Sordità e inclusione scolastica. La prospettiva multidimensionale

L’Audiofonetica di Mompiano: un’eccellenza scolastica italiana

C’erano una volta i sordomuti. In realtà, i sordi non sono affatto “muti”, per una serie di ragioni ormai effettivamente accertate e universalmente condivise. Innanzitutto perché l’apparato vocale delle persone sorde – se si escludono altre particolari patologie – è integro ed in grado di funzionare perfettamente. In secondo luogo, perché i sordi sviluppano spontaneamente un altro linguaggio, quello visivo-gestuale, che consente loro di comunicare validamente attraverso segni che possono essere codificati e standardizzati.

La lingua dei segni non è una mimica

Infine va richiamato che la “lingua dei segni” non è banalmente una “mimica”, ma una vera e propria lingua: ha elementi strutturali di base equivalenti a fonemi (cheremi), strutture morfo-sintattiche e grammatica equivalenti a quelli della lingua verbale, e viene acquisita spontaneamente secondo le stesse progressioni e modalità della lingua degli udenti[1].  Si può aggiungere che – come accade per la lingua verbale – le lingue dei segni sono diverse da un Paese all’altro, e si somigliano o divergono per ragioni geografiche e storiche. Una di queste è stata osservata dal vivo generarsi presso un gruppo di bambini sordi rimasto isolato per circostanze dovute ad una guerra in corso in Nicaragua alla fine degli anni ’70[2].

Il termine “sordomuti” è solo burocratico

A conservare tenacemente l’uso del termine “sordomuto” restano soltanto i nostri burocrati, che fanno riferimento ad una cinquantenaria legge statale (26 maggio 1970 n. 381) per regolare ancora oggi delle misure economiche a favore della sordità. Bisognerebbe, invece, parlare solamente di ‘sordi’; rigorosamente distinguere, al riguardo, tra “deficit”, che rimanda all’aspetto organico (la mancanza dell’udito) e “handicap”, che costituisce invece l’aspetto sociale, per il quale il sordo incontra ostacoli vivendo in una società verbale, la quale non conosce, e tanto meno pratica, la lingua dei segni. Autentiche barriere sono quelle che da sempre sono a carico esclusivo dei sordi, costretti a inseguire, con le frustrazioni che si possono solo immaginare, il traguardo dovuto dal linguaggio imposto dalla stragrande maggioranza degli udenti. Non sono passati molti anni da quando ha cominciato ad affermarsi il paradigma dell’“uguaglianza nella diversità”; tuttavia, siamo ben lungi dall’aver conseguito la convinzione diffusa dei sordi come espressione di un gruppo minoritario da rispettare nelle sue peculiarità. Oggi, nella società post-moderna, analogamente ad altre minoranze emergenti, sono gli stessi sordi ad uscire dal silenzio pubblico, dichiarando la loro identità e chiedendo il riconoscimento di una specifica ‘cultura della sordità” (Deaf Culture)[3].     

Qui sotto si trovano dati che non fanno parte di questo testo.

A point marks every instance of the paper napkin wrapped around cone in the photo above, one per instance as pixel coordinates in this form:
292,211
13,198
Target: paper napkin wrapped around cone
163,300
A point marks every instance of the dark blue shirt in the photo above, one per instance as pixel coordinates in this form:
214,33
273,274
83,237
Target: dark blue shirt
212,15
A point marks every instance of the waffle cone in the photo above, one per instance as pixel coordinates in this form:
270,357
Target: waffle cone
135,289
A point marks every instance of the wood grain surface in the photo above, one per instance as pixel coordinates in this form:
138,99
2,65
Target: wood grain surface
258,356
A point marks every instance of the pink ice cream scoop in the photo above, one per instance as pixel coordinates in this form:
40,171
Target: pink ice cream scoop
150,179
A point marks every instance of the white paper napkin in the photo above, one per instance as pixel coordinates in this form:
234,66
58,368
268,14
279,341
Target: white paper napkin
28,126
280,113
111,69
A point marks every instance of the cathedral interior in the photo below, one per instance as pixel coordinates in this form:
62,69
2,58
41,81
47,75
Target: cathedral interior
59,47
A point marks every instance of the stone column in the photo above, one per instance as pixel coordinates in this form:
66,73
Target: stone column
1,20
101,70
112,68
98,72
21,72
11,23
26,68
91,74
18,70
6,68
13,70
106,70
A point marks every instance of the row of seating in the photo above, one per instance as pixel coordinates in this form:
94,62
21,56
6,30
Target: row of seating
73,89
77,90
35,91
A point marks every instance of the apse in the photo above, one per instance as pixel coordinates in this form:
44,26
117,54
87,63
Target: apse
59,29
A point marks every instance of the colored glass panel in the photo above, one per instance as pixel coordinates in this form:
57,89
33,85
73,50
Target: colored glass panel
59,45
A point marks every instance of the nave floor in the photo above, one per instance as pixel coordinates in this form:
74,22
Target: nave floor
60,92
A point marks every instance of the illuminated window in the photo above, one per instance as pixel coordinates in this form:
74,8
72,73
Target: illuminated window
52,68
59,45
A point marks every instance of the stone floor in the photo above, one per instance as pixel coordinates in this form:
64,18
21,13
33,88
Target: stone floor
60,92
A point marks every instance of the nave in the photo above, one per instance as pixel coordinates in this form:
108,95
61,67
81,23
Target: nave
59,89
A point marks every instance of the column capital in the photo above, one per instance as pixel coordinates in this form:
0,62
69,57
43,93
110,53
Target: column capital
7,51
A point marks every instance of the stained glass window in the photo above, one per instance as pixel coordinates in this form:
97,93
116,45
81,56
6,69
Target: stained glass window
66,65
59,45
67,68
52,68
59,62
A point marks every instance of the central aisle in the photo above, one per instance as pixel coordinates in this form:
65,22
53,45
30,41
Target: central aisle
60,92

L’Audiofonetica, un museo socio-pedagogico

L’Audiofonetica è una sorta di archivio, a cominciare dal suo nome, che sta a rivelare – con quel suffisso “fonetica” – il primato assegnato alla lingua verbale nella vertenza sul metodo –tra lingua dei segni e linguaggio parlato – dalla seconda Conferenza internazionale tenuta nel 1880 (nota come il Congresso di Milano) per decidere il futuro dell’educazione dei sordi[4].  Un museo autentico di quelli in attesa di essere aperti al pubblico[5], dove giace un capitale di memorie documentate del periodo più fecondo dello sviluppo della sensibilità verso i sordi. Correva l’anno 1856 quando le Figlie della Carità cominciarono – reinterpretando in qualche modo il loro carisma – ad occuparsi del problema.

Il cattolicesimo sociale lombardo

Nel pieno dell’Ottocento, nate – come altre congregazioni religiose – all’epoca della restaurazione post-napoleonica, dovettero adattarsi al clima surriscaldato del Risorgimento nazionale, con i governi italiani post-unitari – non importa se di Destra o di Sinistra – impegnati dal problema immanente della Questione Romana.

Su questo sfondo di ombre e di tensioni, la scuola costituisce uno dei monumenti di quel “cattolicesimo sociale” – lombardo, distintamente bresciano – che ha visto convergere all’opera religiosi e laici per l’integrazione sociale dei ceti popolari in sofferenza nello sviluppo del liberalismo e dell’industrializzazione all’italiana. Un’istituzione che – insieme a molte altre – ha testimoniato gli alti e bassi di una vicenda tormentata e feconda che ha portato i cattolici a rientrare come maggioranza nella vita politica del Paese[6]. Ancora fino ad oggi, la Scuola di Mompiano ha potuto attraversare i tempi – anche quelli della contestazione aggressiva della segregazione dei ‘deficienti’ e quindi delle “istituzioni totali” – perché ha saputo integrarsi con la comunità locale, cittadina e provinciale (e oltre), legittimando con i servizi effettivamente resi la sua sopravvivenza, adattandosi fino a rinnovarsi.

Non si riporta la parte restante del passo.